The Community for Technology Leaders

Guest Editors' Introduction: The Network-on-Chip Paradigm in Practice and Research

André Ivanov, University of British Columbia
Giovanni De Micheli, École Polytechnique Fédérale de Lausanne

Pages: pp. 399-403


It is our pleasure to introduce this special issue on networks on chips (NoCs). Large, complex multiprocessor-based SoC platforms are already well into existence, and, according to common expectations and technology roadmaps, the emergence of billion-transistor chips is just around the corner. The complexity of such systems calls for a serious revisiting of several on-chip communication issues. In this special issue, we focus on an emerging paradigm that effectively addresses and presumably can overcome the many on-chip interconnection and communication challenges that already exist in today's chips or will likely occur in future chips. This new paradigm is commonly known as the network-on-chip paradigm. The articles featured in this issue come from outstanding experts from around the world, from both industry and academia. Together, the articles reveal and discuss a wide range of issues specifically pertinent to NoCs. They also provide perspective based on actual practice, as well as more-speculative perspectives. To achieve a good degree of self-containment in this issue, we've included a more tutorial/survey type of article to lead a group of four specific and detailed articles.

The NoC paradigm is one, if not the only one, fit to enable the integration of an exceedingly large number of computational, logic, and storage blocks in a single chip (otherwise known as a SoC). Notwithstanding this school of thought, the adoption and deployment of NoCs face important issues relating to design and test methodologies and automation tools. In many cases, these issues remain unresolved.

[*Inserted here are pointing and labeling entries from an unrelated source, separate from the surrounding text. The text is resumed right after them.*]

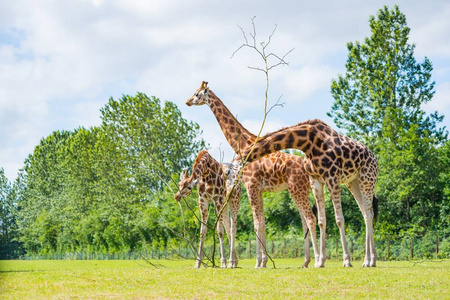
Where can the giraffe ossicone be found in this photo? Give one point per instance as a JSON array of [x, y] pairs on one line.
[[332, 159], [211, 177]]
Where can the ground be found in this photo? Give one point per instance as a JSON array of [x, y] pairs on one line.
[[178, 279]]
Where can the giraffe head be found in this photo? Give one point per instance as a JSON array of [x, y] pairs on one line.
[[231, 172], [185, 186], [201, 96]]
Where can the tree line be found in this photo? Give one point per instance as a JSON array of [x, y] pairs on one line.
[[109, 189]]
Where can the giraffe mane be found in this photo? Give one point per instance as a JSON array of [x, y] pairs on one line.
[[307, 122], [199, 157]]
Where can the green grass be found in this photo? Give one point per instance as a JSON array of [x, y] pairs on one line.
[[137, 279]]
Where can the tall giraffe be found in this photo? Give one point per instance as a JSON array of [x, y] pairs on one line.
[[272, 173], [332, 159], [215, 182]]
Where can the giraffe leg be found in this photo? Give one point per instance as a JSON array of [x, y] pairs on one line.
[[234, 208], [220, 225], [364, 200], [259, 221], [317, 189], [306, 242], [203, 205], [335, 192], [300, 195]]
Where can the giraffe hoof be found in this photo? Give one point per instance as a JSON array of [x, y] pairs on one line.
[[348, 265]]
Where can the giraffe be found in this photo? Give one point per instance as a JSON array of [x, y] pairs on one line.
[[276, 172], [215, 182], [332, 159]]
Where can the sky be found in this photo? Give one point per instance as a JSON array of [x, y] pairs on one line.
[[61, 60]]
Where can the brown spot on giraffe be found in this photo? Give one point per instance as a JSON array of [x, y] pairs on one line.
[[211, 179]]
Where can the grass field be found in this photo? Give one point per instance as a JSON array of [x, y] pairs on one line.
[[178, 279]]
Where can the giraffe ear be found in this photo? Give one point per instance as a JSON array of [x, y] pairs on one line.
[[184, 175]]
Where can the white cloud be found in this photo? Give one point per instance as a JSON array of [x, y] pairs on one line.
[[61, 60]]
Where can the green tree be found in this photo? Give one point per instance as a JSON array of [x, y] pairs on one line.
[[99, 189], [382, 79], [9, 246], [378, 101]]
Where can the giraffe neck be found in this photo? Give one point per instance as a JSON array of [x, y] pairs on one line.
[[237, 136], [302, 136]]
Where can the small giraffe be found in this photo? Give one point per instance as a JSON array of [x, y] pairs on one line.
[[215, 182], [275, 172], [332, 159]]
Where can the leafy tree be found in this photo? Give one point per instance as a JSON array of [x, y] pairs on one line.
[[378, 101], [9, 246], [384, 79], [102, 189]]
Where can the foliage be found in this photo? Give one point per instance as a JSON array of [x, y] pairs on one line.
[[379, 101]]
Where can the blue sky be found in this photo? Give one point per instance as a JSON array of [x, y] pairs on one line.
[[60, 61]]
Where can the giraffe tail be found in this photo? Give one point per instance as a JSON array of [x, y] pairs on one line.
[[315, 214], [375, 208]]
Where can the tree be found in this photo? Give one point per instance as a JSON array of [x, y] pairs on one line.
[[96, 190], [378, 101], [383, 79]]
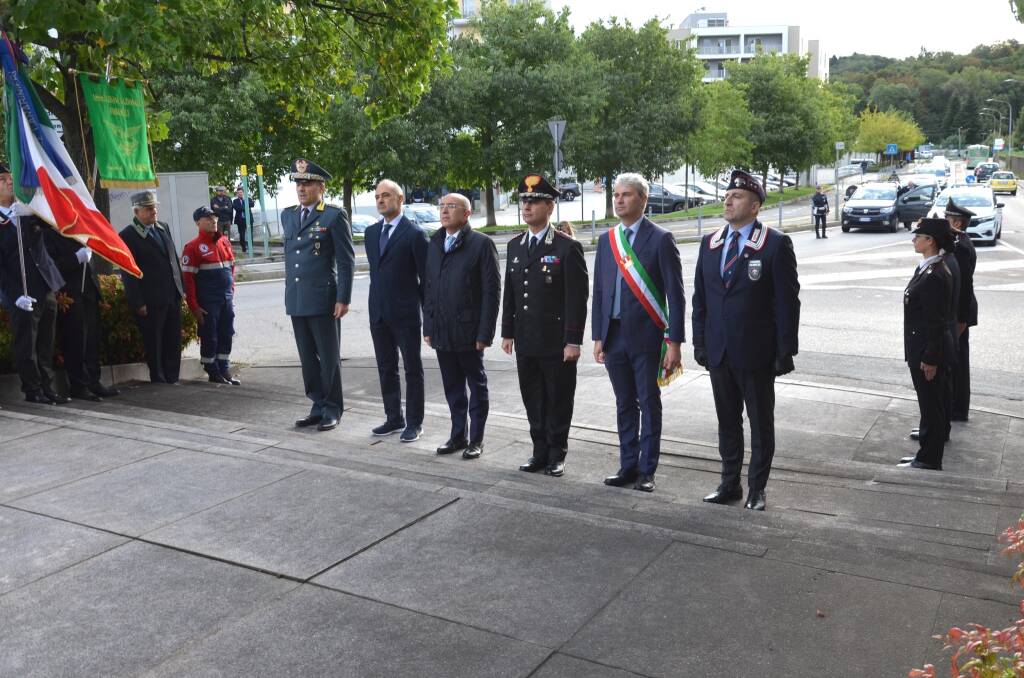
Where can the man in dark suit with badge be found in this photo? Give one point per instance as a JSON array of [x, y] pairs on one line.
[[157, 297], [545, 312], [79, 324], [29, 281], [967, 308], [637, 323], [396, 249], [462, 291], [320, 263], [745, 321]]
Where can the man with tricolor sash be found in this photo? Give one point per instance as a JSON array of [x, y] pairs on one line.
[[745, 320], [638, 324]]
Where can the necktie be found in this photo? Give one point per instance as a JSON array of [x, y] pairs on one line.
[[616, 300], [731, 257]]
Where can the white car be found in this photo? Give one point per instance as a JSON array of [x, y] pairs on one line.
[[986, 225]]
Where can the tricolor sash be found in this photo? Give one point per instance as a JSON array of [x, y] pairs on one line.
[[643, 288]]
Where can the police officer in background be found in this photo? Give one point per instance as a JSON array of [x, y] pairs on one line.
[[927, 342], [222, 206], [819, 207], [545, 312], [320, 263], [967, 308]]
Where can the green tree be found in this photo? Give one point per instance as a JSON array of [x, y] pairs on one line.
[[724, 139], [303, 50], [650, 104], [790, 128], [517, 71]]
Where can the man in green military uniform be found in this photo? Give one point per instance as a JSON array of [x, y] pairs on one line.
[[545, 312], [318, 262]]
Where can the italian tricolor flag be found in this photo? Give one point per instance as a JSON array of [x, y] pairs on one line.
[[46, 180]]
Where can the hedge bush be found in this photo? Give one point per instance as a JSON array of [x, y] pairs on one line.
[[120, 339]]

On-chip interconnection network

Set-top boxes, wireless base stations, high-definition TV, and mobile handsets are just a few applications that have arisen because of multiprocessor SoCs. With such chips, the constraints for performance, power consumption, reliability, error tolerance and recovery, cost, and so forth can be extremely severe. One design characteristic that lies at the core of all these critical specifications is the on-chip interconnection network. Many experts advocate regularity in such networks as opposed to continuing with the more traditional ad hoc networks that have evolved over the past decades of IC design. Hence, much research and practical interest has recently focused on regular networks implemented on chip, often influenced by the parallel-computing field. When integrated on chip in the form of micronetworks, these regular networks are referred to as NoCs.

Effective on-chip implementation of network-based interconnect paradigms requires developing and deploying a whole new set of infrastructure IPs and supporting tools and methodologies. For example, NoCs require switches and router blocks, as well as corresponding communication formats and protocols. The design complexity of conventional SoCs is already soaring, so it's understandable that the development of SoCs based on nontraditional models might at first appear overwhelming and hence unnecessary or undesirable. However, when the specifications of these systems reach levels at which traditional methodologies and architectures are incapable of meeting the requirements, system architects and project managers obviously have no recourse except novel approaches and architectures. As Martin points out in the " Timing is right for GALS SoC design" sidebar, NoCs are an example of such newer (and arguably enabling) solutions. Nevertheless, others will argue that NoCs are only "solutions in waiting" at this stage because of the lack of maturity in the paradigm itself and its associated tools.

This special issue illustrates how, to date, engineers have successfully deployed NoCs to meet certain very aggressive specifications. At the same time, the articles reveal many issues and challenges that require solutions if the NoC paradigm will indeed become a panacea or quasi-panacea for tomorrow's SoCs. Given the many issues at stake, we believe this special issue will shed important and relevant light on this emerging novel paradigm.

This special issue

The five articles in this special issue cover NoC-related issues in existing practice as well as more advanced issues in research. The first article, "Design, Synthesis, and Test of Networks on Chips" by Pande et al., somewhat sets the stage for the following articles. Tutorial- or survey-like in nature, this article reviews the state of the art in NoC technology in terms of design, automatic synthesis, and post-manufacturing testing—stressing both challenges and emerging solutions to those challenges. The authors conclude their comprehensive survey by reiterating their belief that the NoC communication paradigm constitutes an enabling solution for large, complex SoCs consisting of many embedded functional and storage blocks. They also remark that the issues under current debate regard design trade-offs and performance optimizations—largely the subject of the subsequent articles.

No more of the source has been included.